Mila PhD student Scott Fujimoto, co-supervised by Doina Precup and David Meger, holds the open source code for TD3, one of the best performing current deep reinforcement learning methods.
The Temporal Graph Benchmark (TGB) is a collection of challenging and diverse benchmark datasets for realistic, reproducible, and robust evaluation of machine learning models on temporal graphs. TGB datasets are of large scale, spanning years in duration, incorporate both node and edge-level prediction tasks and cover a diverse set of domains including social, trade, transaction, and transportation networks. For both tasks, we design evaluation protocols based on realistic use-cases. TGB provides an automated machine learning pipeline for reproducible and accessible temporal graph research, including data loading, experiment setup and performance evaluation. TGB will be maintained and updated on a regular basis and welcomes community feedback.

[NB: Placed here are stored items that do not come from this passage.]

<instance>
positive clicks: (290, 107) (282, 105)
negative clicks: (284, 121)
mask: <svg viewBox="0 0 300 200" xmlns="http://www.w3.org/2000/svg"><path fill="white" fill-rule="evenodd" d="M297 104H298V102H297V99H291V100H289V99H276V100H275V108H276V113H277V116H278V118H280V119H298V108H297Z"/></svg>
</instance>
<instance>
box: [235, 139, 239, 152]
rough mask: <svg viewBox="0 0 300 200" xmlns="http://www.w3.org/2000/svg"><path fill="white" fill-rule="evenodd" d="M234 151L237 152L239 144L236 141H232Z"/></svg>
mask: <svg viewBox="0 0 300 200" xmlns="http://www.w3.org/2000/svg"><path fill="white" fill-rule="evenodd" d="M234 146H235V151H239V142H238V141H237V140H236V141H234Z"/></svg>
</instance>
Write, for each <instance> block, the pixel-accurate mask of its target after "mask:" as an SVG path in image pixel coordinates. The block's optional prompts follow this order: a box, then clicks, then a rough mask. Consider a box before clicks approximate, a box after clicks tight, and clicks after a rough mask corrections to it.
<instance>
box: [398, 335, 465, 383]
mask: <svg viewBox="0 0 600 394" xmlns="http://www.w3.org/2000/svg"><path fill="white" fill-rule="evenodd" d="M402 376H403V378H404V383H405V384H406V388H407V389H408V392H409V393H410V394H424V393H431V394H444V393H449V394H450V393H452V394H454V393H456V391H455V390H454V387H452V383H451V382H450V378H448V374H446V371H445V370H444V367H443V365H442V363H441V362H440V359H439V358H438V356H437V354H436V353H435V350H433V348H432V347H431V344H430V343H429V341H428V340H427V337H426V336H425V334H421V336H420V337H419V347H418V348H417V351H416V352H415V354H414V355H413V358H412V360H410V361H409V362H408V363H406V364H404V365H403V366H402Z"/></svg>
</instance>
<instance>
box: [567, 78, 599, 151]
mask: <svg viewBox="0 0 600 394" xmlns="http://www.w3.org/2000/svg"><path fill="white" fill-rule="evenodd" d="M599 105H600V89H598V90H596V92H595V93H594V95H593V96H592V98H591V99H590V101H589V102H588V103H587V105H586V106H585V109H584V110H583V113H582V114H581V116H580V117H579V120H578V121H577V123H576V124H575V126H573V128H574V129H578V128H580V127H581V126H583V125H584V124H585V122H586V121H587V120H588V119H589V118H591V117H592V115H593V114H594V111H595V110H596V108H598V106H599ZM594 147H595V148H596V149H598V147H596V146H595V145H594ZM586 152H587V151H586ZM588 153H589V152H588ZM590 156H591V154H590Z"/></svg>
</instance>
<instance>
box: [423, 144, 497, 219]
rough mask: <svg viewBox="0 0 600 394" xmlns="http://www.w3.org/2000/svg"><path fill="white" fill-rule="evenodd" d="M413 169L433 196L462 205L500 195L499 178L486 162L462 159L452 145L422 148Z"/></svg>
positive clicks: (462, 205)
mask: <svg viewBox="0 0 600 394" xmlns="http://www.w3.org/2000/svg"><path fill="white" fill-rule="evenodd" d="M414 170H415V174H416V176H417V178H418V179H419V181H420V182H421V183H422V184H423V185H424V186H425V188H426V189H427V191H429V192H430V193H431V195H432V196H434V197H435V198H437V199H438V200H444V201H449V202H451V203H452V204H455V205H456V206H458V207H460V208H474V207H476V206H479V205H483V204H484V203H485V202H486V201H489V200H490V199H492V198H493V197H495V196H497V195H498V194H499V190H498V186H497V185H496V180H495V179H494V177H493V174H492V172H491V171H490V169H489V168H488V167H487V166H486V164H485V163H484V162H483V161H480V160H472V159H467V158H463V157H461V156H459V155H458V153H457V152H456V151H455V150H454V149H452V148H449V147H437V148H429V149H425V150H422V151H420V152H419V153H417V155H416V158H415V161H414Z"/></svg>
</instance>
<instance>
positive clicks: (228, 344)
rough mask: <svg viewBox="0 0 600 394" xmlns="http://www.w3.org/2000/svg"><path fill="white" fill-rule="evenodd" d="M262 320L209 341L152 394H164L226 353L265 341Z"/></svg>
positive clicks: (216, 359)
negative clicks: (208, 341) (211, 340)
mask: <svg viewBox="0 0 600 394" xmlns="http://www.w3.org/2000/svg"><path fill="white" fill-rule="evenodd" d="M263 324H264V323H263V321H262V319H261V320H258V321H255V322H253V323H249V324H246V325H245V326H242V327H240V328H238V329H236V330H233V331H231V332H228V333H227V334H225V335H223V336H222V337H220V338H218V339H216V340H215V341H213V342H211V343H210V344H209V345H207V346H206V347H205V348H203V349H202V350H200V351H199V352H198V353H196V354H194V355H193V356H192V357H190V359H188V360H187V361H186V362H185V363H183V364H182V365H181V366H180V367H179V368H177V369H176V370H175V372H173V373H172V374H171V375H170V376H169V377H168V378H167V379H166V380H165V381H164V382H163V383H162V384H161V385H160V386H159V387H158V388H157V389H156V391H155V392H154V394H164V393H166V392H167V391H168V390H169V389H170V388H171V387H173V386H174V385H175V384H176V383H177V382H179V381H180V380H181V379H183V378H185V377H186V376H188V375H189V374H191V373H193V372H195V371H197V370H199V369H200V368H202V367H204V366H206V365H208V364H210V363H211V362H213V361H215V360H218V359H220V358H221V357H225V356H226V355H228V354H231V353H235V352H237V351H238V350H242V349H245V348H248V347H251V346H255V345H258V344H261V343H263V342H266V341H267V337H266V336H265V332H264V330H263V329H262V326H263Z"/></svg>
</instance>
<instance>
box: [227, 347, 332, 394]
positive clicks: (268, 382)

Theano, one of the earliest programming frameworks for deep learning, originated at Mila and Université de Montréal. Theano is a Python library and optimizing compiler for manipulating and evaluating mathematical expressions. The development of Theano was completed in 2017.
TorchDrug is an open-source machine learning platform for drug discovery, covering techniques ranging from graph machine learning, deep generative models to reinforcement learning.
Available as part of TorchDrug, TorchProtein is a ML library for protein science, providing representation learning models for both protein sequences and structures, as well as fundamental protein tasks like function prediction and structure prediction.